A day before my mom’s heart unexpectedly stopped, sending her into the coma from which she never recovered, she called my dad’s cell phone from the hospital emergency room. It was before dawn. “Hi. I love you. It’s 5:30. I haven’t slept but I love you. Take care of yourself please. Bye.”
It’s haunting to listen to those words. I wonder if she knew her own end was near. I recorded that one on my phone, too.
Sadly, I would go through a similar ritual when my dad, Alexander Ornstein, died suddenly, four months after my mom. Last week marked the two year anniversary of his death.
“Hi everybody. Shabbat Shalom. It’s Papa O, calling from Michigan. Okey doke, bye now,” said my dad’s soft voice, still sending us love in one message we had inexplicably not erased on our home machine.
When I listen to my dad’s messages on my phone, I hear the gentle caring man who always asked about how others were doing, irrespective of his own myriad health problems. (“I don’t know what time you were going home.

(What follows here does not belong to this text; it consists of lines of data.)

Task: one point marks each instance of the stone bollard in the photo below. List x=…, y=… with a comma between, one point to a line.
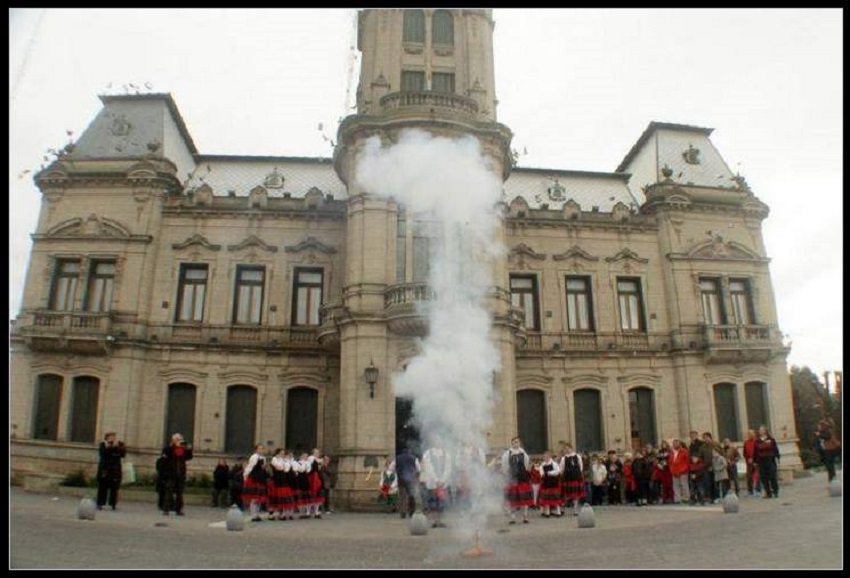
x=235, y=520
x=730, y=503
x=86, y=509
x=586, y=517
x=418, y=524
x=835, y=487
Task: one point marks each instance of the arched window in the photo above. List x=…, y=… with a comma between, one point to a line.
x=443, y=28
x=726, y=408
x=241, y=419
x=755, y=392
x=588, y=419
x=48, y=395
x=642, y=417
x=84, y=398
x=531, y=420
x=180, y=411
x=414, y=26
x=302, y=419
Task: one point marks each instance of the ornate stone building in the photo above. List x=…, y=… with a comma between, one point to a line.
x=267, y=299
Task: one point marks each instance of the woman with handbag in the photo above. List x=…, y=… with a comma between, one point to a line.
x=828, y=446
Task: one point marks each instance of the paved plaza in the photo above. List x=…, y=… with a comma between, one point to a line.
x=801, y=529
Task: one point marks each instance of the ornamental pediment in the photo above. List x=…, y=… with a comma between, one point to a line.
x=196, y=239
x=575, y=252
x=310, y=243
x=93, y=226
x=252, y=241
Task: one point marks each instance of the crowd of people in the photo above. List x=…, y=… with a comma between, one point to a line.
x=697, y=470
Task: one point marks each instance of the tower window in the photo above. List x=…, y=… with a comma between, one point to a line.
x=443, y=28
x=414, y=26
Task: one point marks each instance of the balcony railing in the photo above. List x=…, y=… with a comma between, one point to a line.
x=246, y=335
x=578, y=341
x=428, y=100
x=408, y=293
x=68, y=322
x=726, y=336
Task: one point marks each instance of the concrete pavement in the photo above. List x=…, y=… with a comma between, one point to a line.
x=801, y=529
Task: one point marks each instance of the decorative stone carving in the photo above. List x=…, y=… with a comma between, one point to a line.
x=258, y=198
x=253, y=241
x=196, y=240
x=691, y=155
x=274, y=180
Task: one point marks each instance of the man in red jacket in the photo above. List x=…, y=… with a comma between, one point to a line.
x=753, y=481
x=679, y=469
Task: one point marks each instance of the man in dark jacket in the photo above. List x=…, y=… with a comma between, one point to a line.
x=175, y=455
x=407, y=468
x=111, y=452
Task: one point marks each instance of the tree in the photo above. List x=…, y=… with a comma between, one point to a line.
x=812, y=403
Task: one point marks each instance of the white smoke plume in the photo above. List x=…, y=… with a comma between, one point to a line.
x=451, y=380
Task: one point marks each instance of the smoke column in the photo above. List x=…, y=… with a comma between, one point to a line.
x=451, y=380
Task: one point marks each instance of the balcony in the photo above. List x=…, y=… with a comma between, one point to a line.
x=240, y=336
x=405, y=308
x=331, y=314
x=427, y=101
x=739, y=343
x=73, y=332
x=589, y=342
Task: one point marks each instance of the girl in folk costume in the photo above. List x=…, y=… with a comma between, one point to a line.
x=388, y=485
x=516, y=467
x=436, y=472
x=536, y=481
x=550, y=486
x=254, y=482
x=572, y=472
x=470, y=462
x=661, y=478
x=279, y=491
x=314, y=483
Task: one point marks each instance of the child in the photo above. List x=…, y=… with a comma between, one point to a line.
x=536, y=481
x=388, y=486
x=598, y=479
x=550, y=487
x=721, y=473
x=695, y=476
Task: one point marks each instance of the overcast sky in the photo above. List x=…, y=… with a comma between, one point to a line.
x=577, y=88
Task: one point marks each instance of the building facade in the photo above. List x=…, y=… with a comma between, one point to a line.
x=242, y=300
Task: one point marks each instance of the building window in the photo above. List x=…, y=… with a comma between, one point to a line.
x=414, y=26
x=308, y=296
x=443, y=82
x=443, y=29
x=642, y=417
x=401, y=245
x=101, y=283
x=48, y=396
x=191, y=293
x=726, y=409
x=531, y=420
x=579, y=304
x=524, y=296
x=240, y=420
x=65, y=283
x=84, y=398
x=711, y=302
x=755, y=393
x=302, y=419
x=247, y=310
x=631, y=305
x=412, y=80
x=180, y=411
x=588, y=419
x=742, y=303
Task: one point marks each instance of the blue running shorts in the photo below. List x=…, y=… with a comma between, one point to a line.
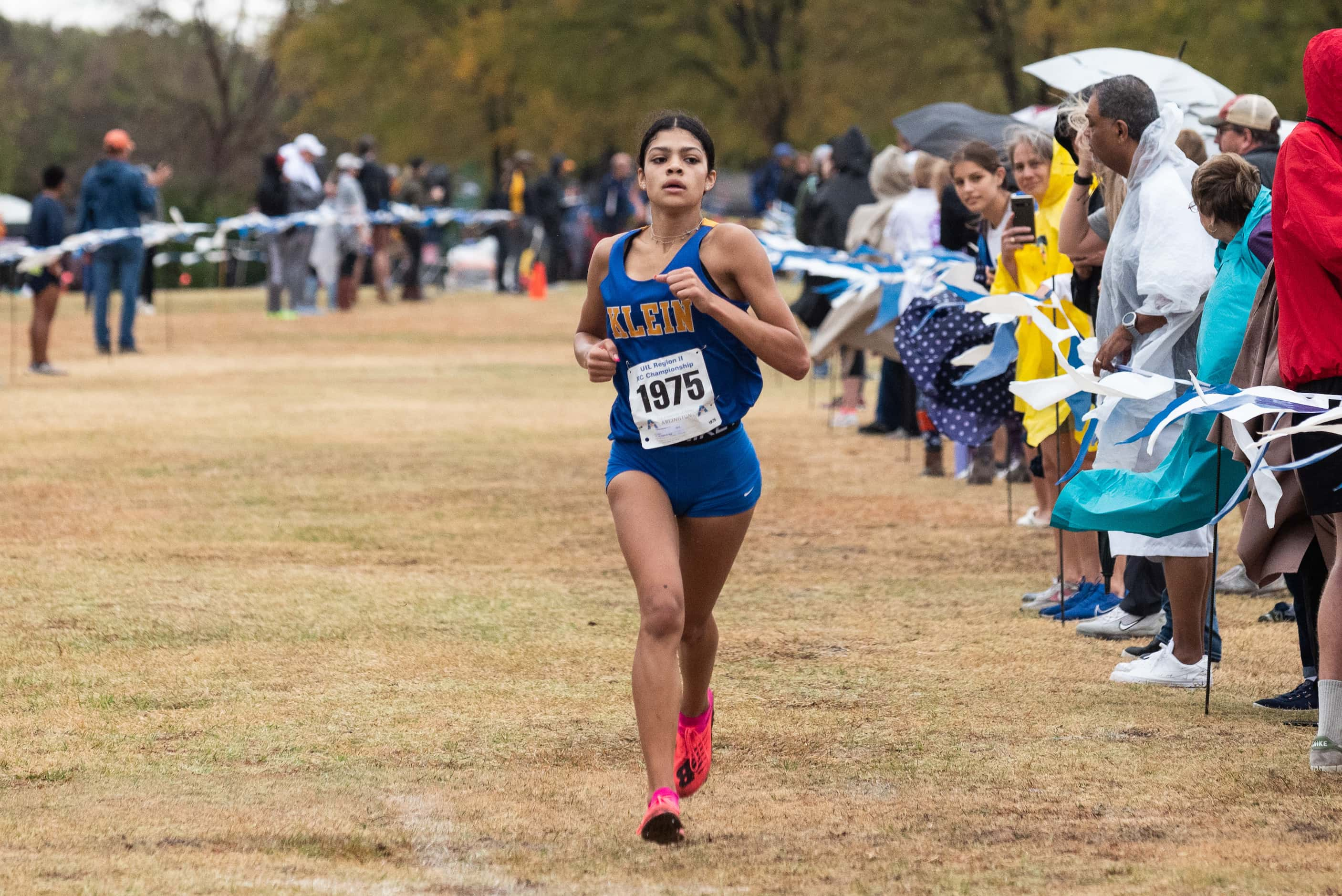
x=717, y=478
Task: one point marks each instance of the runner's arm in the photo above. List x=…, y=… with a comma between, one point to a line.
x=735, y=258
x=591, y=348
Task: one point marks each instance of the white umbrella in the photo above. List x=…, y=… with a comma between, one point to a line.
x=15, y=209
x=1173, y=81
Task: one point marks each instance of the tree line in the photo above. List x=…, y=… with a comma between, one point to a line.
x=473, y=81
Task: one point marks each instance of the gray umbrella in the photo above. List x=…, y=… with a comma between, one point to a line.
x=944, y=128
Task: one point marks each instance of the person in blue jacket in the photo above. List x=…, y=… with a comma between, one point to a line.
x=677, y=318
x=113, y=195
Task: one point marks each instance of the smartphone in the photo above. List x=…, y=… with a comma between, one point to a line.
x=1023, y=211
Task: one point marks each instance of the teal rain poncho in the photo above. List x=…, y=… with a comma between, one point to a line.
x=1180, y=494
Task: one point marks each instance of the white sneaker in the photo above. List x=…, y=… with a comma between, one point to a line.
x=1050, y=599
x=1120, y=624
x=1032, y=520
x=1035, y=596
x=1161, y=668
x=844, y=420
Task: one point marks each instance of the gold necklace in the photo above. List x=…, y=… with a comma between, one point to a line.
x=669, y=240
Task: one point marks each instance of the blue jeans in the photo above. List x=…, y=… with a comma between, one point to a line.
x=1168, y=632
x=117, y=263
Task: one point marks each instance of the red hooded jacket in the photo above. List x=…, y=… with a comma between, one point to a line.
x=1308, y=224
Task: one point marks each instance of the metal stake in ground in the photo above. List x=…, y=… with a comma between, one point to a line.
x=1211, y=588
x=1058, y=467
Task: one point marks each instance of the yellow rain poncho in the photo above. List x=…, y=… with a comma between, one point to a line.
x=1035, y=265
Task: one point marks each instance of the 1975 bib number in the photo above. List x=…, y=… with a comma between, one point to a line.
x=671, y=399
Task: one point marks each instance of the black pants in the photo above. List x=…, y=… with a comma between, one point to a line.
x=1145, y=584
x=414, y=238
x=897, y=400
x=1308, y=588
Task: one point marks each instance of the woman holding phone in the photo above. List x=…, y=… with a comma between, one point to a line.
x=1032, y=262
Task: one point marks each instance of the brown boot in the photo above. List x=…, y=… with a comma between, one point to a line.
x=983, y=469
x=932, y=463
x=345, y=294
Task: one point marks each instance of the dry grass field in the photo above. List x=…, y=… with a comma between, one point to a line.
x=336, y=607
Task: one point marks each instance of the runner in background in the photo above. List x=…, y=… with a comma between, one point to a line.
x=46, y=227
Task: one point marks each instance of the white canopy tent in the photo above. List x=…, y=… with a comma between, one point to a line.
x=15, y=209
x=1172, y=81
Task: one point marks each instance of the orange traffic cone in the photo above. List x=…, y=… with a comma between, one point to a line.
x=536, y=285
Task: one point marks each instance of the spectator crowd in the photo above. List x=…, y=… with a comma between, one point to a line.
x=1222, y=267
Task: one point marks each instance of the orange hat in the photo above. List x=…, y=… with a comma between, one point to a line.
x=117, y=140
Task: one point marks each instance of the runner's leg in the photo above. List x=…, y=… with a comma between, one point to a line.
x=43, y=312
x=650, y=541
x=709, y=548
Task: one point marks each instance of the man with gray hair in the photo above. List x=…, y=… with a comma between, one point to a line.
x=1157, y=267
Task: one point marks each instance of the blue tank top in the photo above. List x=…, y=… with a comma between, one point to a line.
x=647, y=323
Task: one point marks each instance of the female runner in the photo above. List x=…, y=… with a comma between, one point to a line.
x=667, y=318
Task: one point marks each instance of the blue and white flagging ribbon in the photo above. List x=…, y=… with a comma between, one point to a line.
x=31, y=260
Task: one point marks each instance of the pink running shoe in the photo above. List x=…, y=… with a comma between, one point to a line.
x=693, y=754
x=662, y=823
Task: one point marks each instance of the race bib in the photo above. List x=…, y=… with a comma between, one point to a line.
x=671, y=399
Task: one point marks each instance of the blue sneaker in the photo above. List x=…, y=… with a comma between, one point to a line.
x=1086, y=594
x=1092, y=609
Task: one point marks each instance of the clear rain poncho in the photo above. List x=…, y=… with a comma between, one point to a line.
x=1160, y=262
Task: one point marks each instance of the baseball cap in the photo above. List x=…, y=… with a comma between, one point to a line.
x=1246, y=110
x=309, y=144
x=117, y=140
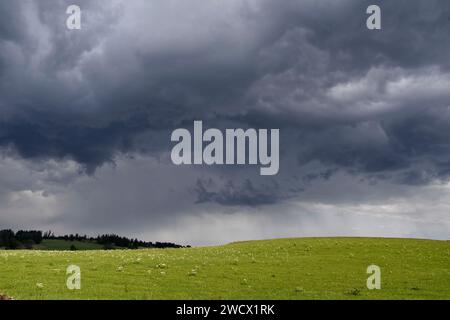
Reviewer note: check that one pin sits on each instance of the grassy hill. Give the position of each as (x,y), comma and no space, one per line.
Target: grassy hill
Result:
(304,268)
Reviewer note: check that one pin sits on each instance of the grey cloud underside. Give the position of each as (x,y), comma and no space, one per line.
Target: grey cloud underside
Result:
(371,102)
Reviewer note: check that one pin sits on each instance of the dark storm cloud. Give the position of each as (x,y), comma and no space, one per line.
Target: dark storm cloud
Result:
(349,98)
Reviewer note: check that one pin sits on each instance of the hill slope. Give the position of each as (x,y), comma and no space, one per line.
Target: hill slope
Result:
(303,268)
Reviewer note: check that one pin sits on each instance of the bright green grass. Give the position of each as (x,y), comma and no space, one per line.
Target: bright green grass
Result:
(310,268)
(65,245)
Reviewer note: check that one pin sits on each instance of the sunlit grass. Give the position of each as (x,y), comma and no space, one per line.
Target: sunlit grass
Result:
(310,268)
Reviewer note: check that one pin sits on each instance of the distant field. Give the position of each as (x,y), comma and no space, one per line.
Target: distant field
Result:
(304,268)
(65,245)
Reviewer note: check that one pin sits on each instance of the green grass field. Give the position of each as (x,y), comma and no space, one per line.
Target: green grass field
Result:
(304,268)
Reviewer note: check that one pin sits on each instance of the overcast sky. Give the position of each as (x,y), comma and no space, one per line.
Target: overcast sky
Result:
(364,117)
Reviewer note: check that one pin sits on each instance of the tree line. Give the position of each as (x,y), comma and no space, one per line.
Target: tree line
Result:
(27,239)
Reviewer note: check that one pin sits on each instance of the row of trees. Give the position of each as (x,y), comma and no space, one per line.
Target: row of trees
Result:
(27,239)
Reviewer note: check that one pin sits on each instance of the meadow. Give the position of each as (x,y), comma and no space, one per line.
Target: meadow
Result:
(299,268)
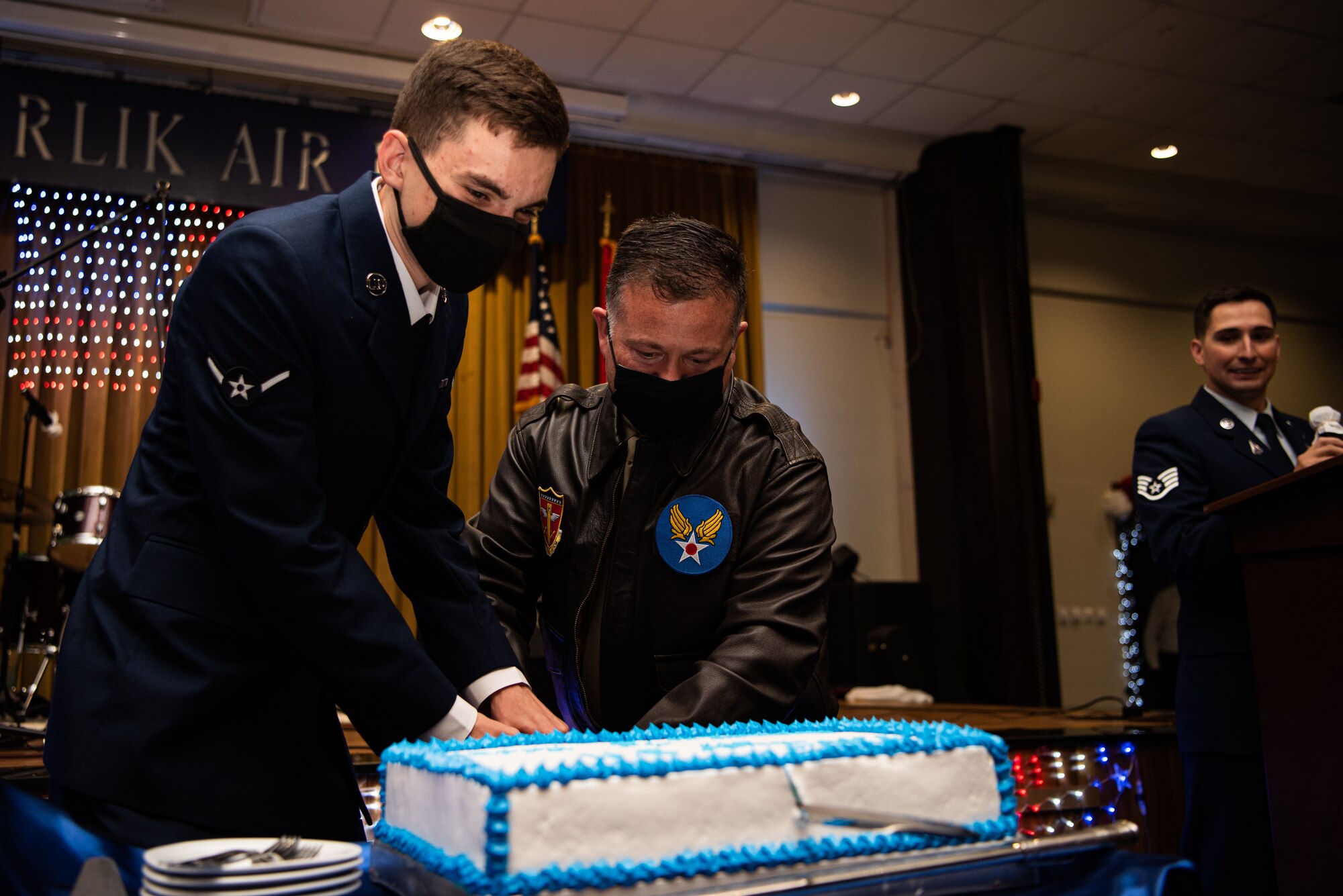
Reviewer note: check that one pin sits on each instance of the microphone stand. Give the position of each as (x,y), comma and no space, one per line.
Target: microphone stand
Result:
(11,565)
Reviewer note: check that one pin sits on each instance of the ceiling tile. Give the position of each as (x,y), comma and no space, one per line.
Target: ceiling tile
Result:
(929,110)
(503,5)
(886,8)
(1165,99)
(1166,36)
(1238,161)
(1244,113)
(1074,26)
(809,35)
(815,99)
(228,13)
(563,51)
(1251,54)
(1091,138)
(613,15)
(976,16)
(656,66)
(1318,77)
(755,83)
(1035,121)
(402,26)
(909,52)
(1311,129)
(339,19)
(1314,16)
(1084,85)
(1239,8)
(999,68)
(726,24)
(1315,170)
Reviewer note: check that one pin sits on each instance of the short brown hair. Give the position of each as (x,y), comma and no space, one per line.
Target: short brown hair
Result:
(1204,310)
(679,258)
(461,79)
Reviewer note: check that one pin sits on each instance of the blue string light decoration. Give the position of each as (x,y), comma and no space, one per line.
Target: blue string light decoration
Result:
(1075,788)
(1131,651)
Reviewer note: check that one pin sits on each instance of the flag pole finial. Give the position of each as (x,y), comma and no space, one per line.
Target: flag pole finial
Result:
(608,211)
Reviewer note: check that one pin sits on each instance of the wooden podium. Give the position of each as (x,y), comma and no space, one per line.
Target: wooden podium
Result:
(1290,537)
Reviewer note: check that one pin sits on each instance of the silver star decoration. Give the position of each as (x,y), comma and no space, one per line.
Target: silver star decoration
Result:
(241,388)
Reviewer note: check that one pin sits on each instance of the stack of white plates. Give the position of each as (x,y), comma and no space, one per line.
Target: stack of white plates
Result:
(334,870)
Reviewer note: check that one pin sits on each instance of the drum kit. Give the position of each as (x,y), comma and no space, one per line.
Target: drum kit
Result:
(38,588)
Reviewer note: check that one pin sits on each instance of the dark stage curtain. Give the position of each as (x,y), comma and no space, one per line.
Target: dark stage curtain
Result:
(984,550)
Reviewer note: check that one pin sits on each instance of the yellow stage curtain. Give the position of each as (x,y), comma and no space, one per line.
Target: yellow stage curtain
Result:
(103,427)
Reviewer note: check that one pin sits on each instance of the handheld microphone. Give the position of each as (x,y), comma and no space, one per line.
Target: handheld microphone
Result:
(1325,421)
(50,420)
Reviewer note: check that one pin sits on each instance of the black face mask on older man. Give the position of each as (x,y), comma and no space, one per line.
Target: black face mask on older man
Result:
(665,408)
(460,246)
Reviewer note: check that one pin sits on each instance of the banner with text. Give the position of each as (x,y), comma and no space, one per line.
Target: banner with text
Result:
(118,136)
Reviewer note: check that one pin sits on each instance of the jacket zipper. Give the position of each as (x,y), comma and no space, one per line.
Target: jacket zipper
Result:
(597,575)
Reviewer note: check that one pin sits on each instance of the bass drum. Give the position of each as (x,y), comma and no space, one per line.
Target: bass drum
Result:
(81,524)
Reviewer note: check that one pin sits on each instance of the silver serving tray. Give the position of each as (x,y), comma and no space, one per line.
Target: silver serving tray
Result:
(969,868)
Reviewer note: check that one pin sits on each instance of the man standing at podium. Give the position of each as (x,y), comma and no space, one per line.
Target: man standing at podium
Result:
(1228,439)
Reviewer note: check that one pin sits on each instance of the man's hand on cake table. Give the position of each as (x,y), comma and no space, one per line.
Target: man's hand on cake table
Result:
(488,728)
(518,706)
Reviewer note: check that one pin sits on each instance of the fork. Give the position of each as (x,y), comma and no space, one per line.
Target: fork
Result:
(283,848)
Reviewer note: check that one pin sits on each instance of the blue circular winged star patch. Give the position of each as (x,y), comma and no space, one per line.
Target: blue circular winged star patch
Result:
(694,534)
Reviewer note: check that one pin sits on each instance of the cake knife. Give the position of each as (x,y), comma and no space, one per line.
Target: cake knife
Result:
(878,823)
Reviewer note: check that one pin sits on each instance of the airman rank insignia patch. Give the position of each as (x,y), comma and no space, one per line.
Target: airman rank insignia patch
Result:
(553,511)
(1165,483)
(241,387)
(694,534)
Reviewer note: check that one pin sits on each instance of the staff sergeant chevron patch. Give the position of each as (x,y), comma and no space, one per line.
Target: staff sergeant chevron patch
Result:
(1157,489)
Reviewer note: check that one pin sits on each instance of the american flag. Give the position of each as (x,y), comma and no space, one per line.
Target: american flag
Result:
(543,365)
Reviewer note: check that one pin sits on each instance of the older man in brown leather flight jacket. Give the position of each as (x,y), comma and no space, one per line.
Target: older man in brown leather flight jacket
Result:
(672,530)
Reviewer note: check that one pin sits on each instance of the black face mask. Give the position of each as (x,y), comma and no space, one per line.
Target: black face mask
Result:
(460,246)
(667,408)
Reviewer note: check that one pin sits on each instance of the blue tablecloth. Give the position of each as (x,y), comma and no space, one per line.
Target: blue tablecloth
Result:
(42,852)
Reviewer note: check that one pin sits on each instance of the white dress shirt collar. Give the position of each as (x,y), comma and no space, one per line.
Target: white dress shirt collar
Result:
(418,302)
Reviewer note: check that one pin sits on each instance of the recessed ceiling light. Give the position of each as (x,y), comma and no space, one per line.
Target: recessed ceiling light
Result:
(441,28)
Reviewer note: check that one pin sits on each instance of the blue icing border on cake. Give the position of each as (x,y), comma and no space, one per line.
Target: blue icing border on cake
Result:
(688,864)
(914,737)
(455,756)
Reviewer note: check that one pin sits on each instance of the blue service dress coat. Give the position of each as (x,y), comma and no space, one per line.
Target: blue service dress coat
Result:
(1184,460)
(229,611)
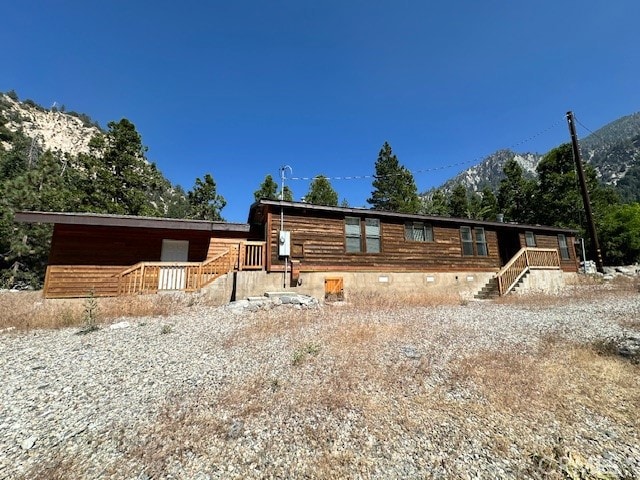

Have a safe trip and give me a call when you’re back in New Jersey.”) I hear the dad who always made us roll our eyes and chuckle because he insisted on noting the precise instant of his call– “1:33 and a half,” despite the time stamp on the message and Caller ID.
Like the messages from my mom, those left by my dad chronicle the slow march to his death, which ended the daily calls (often in the heat of my workday when I didn’t have much time for chatting) and the messages I now treasure. In his final weeks, complications of diabetes and a fall led to the amputation of one toe, and then all of the toes on one foot.
“You know I’m minus a toe but I’m more worried about the foot,” he said in one message. “Anyway, I’m OK with it. Alright, bye now.”
Eight days before he died, he left me what would be his last message: “Everything seems to be going fine,” he said at the end. “Bye now.”
My parents endure in many forms. But most of those, I don’t carry with me in my pocket. More than once, I’ve pulled over while driving alone, taken out my phone and played the messages one after another. I marvel how the things I cherish most about my parents aren’t those that I would have ever imagined.